A three-fifths majority is needed to overturn a veto. The House passed the bill with a 61-44 vote, and the Senate passed it 29-10. The General Assembly reconvenes Oct. 4.

Among the bill’s 19 changes and additions to environmental laws: lifting the ban on plastic bags at Outer Banks stores.

GenX pollution

Wilmington residents were told in June that their water is polluted with GenX, which a Fayetteville-area manufacturing plant had been discharging into the Cape Fear River for years. The state Department of Environmental Quality, under Cooper, is leading an investigation into the chemical.

But legislators have questioned how state agencies have addressed the Chemours Co.’s chemical discharges into the Cape Fear.

DEQ sued Chemours earlier this month.

In August, DEQ and the state Department of Health and Human Services asked legislators for about $2.6 million for public health and water monitoring efforts. Legislators have not acted on the request. Berger said in a statement Thursday that the Cooper administration request was an attempt to grow bureaucracy.

“Shame on Gov. Cooper for vetoing a local solution, developed by this region’s local representatives, to immediately improve water quality for their constituents, neighbors and own families – simply because it did not achieve his preferred objective of growing a bureaucracy that has thus far failed to resolve this crisis. I encourage my Senate colleagues to swiftly override his veto,” Berger said.

Environmental advocates praised Cooper’s move.

“We applaud Governor Cooper for standing up for local communities and the environment, while declining to go along with the Legislature’s political gamesmanship surrounding an important drinking water quality issue,” N.C. Sierra Club state director Molly Diggins said in a statement.

Under the bill Cooper vetoed, the Cape Fear utility authority would get $185,000 to figure out how to treat water to remove GenX, and for ongoing monitoring. UNC Wilmington would receive $250,000 to measure GenX in river sediment.

Debating the bill, House Democrats said it did not direct enough money to the problem, allocated money to the wrong agencies and lifted other environmental protections.

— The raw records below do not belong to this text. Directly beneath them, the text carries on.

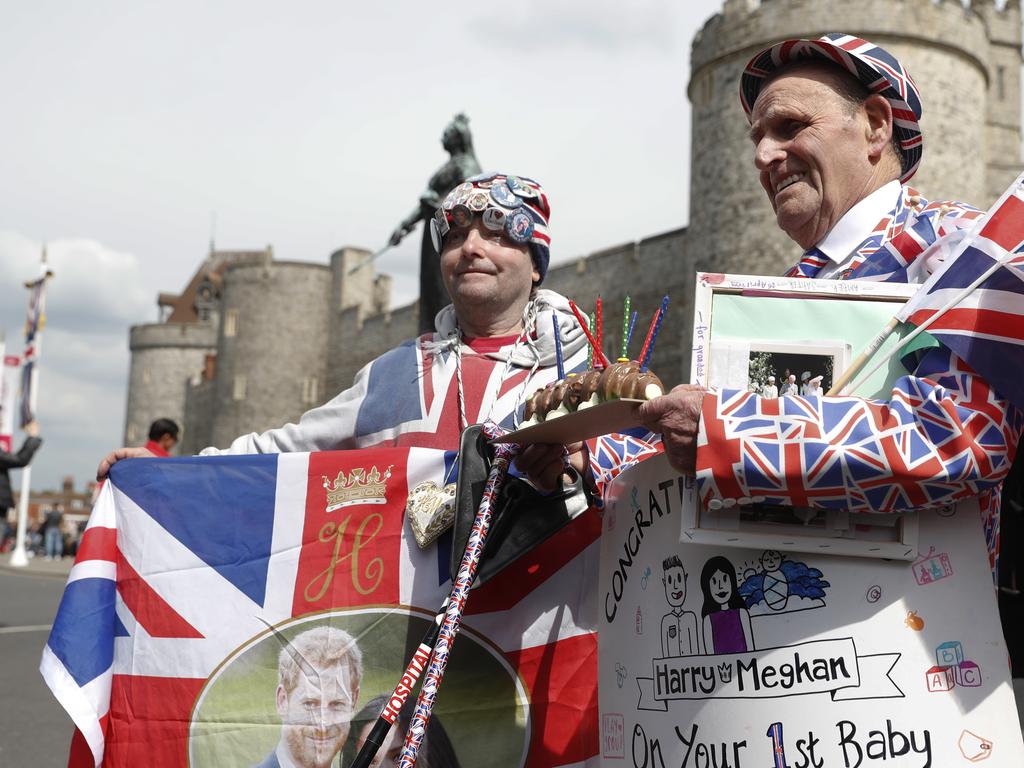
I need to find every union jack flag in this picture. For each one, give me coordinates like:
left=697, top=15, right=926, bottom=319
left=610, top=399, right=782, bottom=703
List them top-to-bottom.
left=898, top=175, right=1024, bottom=408
left=697, top=186, right=1024, bottom=570
left=785, top=186, right=983, bottom=283
left=41, top=449, right=600, bottom=768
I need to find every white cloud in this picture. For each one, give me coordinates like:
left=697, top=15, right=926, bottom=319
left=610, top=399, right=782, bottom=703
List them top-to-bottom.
left=0, top=230, right=155, bottom=488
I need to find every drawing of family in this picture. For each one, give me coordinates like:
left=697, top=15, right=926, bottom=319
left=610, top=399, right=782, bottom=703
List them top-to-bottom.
left=662, top=555, right=755, bottom=656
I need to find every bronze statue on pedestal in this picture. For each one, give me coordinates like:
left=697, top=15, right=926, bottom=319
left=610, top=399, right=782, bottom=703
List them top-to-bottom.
left=389, top=114, right=480, bottom=333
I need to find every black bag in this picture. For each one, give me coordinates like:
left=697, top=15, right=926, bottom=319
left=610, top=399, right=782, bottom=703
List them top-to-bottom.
left=450, top=424, right=590, bottom=586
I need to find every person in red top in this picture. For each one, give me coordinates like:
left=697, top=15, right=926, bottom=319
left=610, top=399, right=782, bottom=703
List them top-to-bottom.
left=145, top=419, right=179, bottom=459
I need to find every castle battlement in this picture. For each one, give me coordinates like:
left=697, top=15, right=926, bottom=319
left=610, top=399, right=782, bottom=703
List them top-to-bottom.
left=126, top=0, right=1022, bottom=452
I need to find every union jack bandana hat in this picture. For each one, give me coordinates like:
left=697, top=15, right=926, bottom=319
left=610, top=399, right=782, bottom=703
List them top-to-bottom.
left=739, top=33, right=924, bottom=182
left=430, top=173, right=551, bottom=284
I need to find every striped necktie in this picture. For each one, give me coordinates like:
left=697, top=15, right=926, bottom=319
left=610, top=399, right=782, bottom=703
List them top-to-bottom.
left=785, top=248, right=828, bottom=278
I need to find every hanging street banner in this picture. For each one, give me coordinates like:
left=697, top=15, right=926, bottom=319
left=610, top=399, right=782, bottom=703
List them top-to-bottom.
left=0, top=354, right=22, bottom=454
left=597, top=456, right=1024, bottom=768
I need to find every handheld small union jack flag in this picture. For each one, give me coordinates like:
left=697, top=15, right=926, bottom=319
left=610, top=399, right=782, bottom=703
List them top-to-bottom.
left=897, top=174, right=1024, bottom=408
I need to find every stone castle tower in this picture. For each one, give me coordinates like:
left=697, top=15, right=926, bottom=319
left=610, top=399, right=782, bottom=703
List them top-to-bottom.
left=125, top=0, right=1021, bottom=453
left=688, top=0, right=1021, bottom=273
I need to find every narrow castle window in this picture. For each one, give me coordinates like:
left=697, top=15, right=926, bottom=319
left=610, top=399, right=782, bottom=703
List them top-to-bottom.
left=224, top=309, right=239, bottom=338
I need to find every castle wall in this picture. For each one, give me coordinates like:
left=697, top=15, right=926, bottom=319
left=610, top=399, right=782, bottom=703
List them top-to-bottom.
left=125, top=0, right=1022, bottom=453
left=688, top=0, right=1007, bottom=273
left=974, top=0, right=1022, bottom=200
left=210, top=261, right=333, bottom=447
left=327, top=301, right=420, bottom=396
left=124, top=323, right=216, bottom=445
left=178, top=379, right=217, bottom=456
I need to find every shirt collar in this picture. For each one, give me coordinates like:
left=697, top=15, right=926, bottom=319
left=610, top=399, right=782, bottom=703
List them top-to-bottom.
left=817, top=180, right=902, bottom=264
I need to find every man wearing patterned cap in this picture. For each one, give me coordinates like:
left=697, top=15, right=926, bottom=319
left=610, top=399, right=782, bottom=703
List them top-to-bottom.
left=641, top=34, right=1022, bottom=567
left=97, top=173, right=618, bottom=489
left=97, top=174, right=638, bottom=758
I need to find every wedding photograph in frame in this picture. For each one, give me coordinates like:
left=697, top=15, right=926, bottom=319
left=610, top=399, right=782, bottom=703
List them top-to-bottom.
left=682, top=272, right=935, bottom=560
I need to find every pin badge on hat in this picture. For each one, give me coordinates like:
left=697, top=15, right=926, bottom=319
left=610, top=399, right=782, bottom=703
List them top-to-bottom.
left=507, top=176, right=537, bottom=198
left=490, top=184, right=522, bottom=208
left=466, top=189, right=490, bottom=213
left=452, top=203, right=473, bottom=226
left=483, top=208, right=508, bottom=231
left=430, top=211, right=450, bottom=254
left=434, top=211, right=452, bottom=238
left=505, top=211, right=534, bottom=245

“The legislation passed by the General Assembly, House Bill 56, provides no resources to the state agencies charged with protecting drinking water and preventing illegal chemicals from being discharged into our rivers,” Cooper wrote. “It gives the impression of action while allowing the long-term problem to fester. And it unnecessarily rolls back other environmental protections for landfills, river basins, and our beaches.”

“This cynical legislation fails to address the concerns of families in the Cape Fear region and does nothing to protect drinking water statewide going forward.”